L'Académie de Dijon rappelle les indicateurs de la semaine : 346 élèves contaminés sur sept jours glissants (dont 91 cas dans le premier degré et 255 dans le second degré) et 49 personnels. 1.138 élèves sont en éviction pour cause de cas contact ainsi que 126 personnels. La rectrice signale que «les familles déclarent rarement la positivité des tests réalisés pendant la procédure d'éviction» ce qui contribue à creuser l'écart relatif entre les indicateurs académiques et nationaux.

L'Agence Régionale de Santé de Bourgogne-Franche-Comté rappelle que son objectif est d'identifier les situations où il y aurait une circulation du virus. Au-delà de trois cas dans une classe, l'ARS regarde le sujet avec l’Éducation nationale. Soit il s'agit de cas fortuits et la classe reste ouverte, soit les cas sont liés et la classe est fermée. «Cette méthodologie ajustée à plusieurs reprises a permis d'être efficace dans l'objectif de casser les chaînes de transmission» souligne Jean-François Chanet qui ajoute qu'«un cas positif déclaré ne génère que 2,73 cas contacts pour les élèves et 1,58 pour les enseignants».

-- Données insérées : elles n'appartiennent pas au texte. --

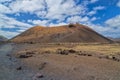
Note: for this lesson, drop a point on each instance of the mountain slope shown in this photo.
(65, 33)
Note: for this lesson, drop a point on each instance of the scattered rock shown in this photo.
(63, 52)
(72, 51)
(27, 53)
(37, 76)
(19, 68)
(24, 56)
(112, 57)
(42, 65)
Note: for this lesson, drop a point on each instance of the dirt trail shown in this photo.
(8, 66)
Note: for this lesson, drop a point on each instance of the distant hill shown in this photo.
(2, 38)
(65, 33)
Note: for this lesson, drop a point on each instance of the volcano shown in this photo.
(65, 33)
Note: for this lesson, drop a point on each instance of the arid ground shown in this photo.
(62, 61)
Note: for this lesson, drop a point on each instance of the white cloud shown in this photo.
(114, 22)
(39, 22)
(93, 19)
(118, 4)
(92, 13)
(7, 22)
(2, 1)
(27, 6)
(52, 24)
(80, 19)
(95, 9)
(4, 9)
(93, 1)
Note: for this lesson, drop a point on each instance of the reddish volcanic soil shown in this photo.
(65, 33)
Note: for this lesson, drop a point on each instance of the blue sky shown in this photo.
(17, 16)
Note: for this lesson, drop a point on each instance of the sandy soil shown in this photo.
(9, 65)
(49, 65)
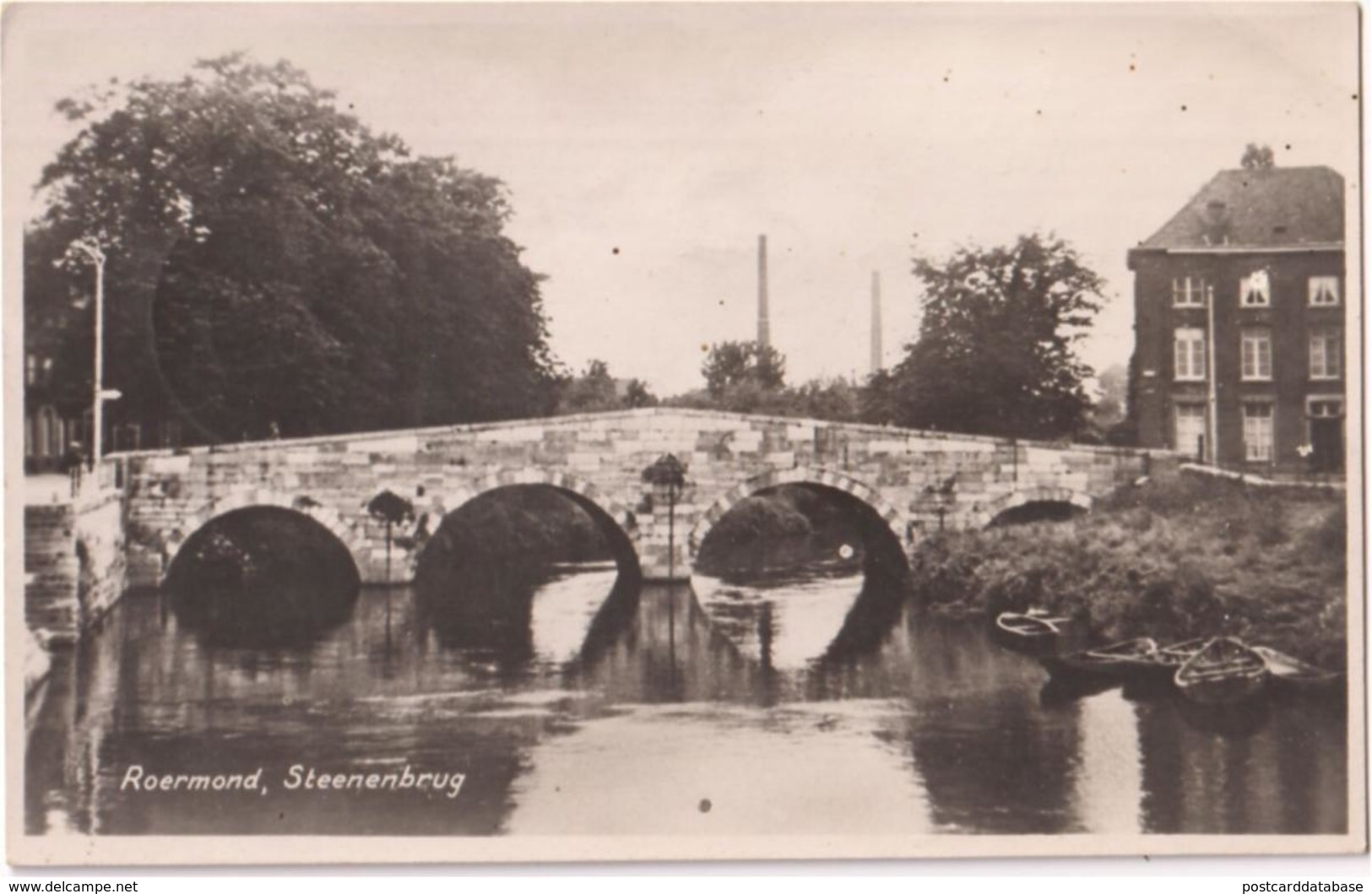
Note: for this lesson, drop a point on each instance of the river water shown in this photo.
(755, 705)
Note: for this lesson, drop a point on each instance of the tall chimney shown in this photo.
(876, 322)
(763, 320)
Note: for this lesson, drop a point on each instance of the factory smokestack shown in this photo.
(763, 320)
(876, 322)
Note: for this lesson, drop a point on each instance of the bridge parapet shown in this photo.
(914, 480)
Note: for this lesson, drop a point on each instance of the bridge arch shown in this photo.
(816, 476)
(328, 518)
(1058, 496)
(618, 522)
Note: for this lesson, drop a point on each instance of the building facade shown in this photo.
(1240, 317)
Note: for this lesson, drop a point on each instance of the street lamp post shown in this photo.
(95, 254)
(667, 476)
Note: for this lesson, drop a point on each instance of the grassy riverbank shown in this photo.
(1172, 560)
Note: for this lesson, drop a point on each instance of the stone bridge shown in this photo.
(906, 483)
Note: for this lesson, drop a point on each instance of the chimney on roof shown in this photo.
(876, 322)
(763, 320)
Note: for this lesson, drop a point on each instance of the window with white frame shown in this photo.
(1324, 291)
(1189, 354)
(1191, 428)
(1257, 432)
(1326, 408)
(1255, 290)
(1326, 353)
(1189, 291)
(1257, 355)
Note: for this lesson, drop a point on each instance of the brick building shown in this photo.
(1239, 324)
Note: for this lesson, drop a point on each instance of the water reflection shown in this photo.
(626, 707)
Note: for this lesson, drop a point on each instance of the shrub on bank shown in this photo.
(1172, 560)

Se faisant le relais des propos de son ministre de tutelle, le recteur déclare que l'«on est en sécurité dans les établissements scolaires». Le port du masque, les gestes barrière et la distanciation sociale limitant les situations. Pour autant, certaines difficultés de remplacement d'un enseignant peut amener un établissement à demander provisoirement aux parents de garder leurs enfants à la maison pour ne pas surcharger des classes où les élèves auraient été répartis en temps habituel.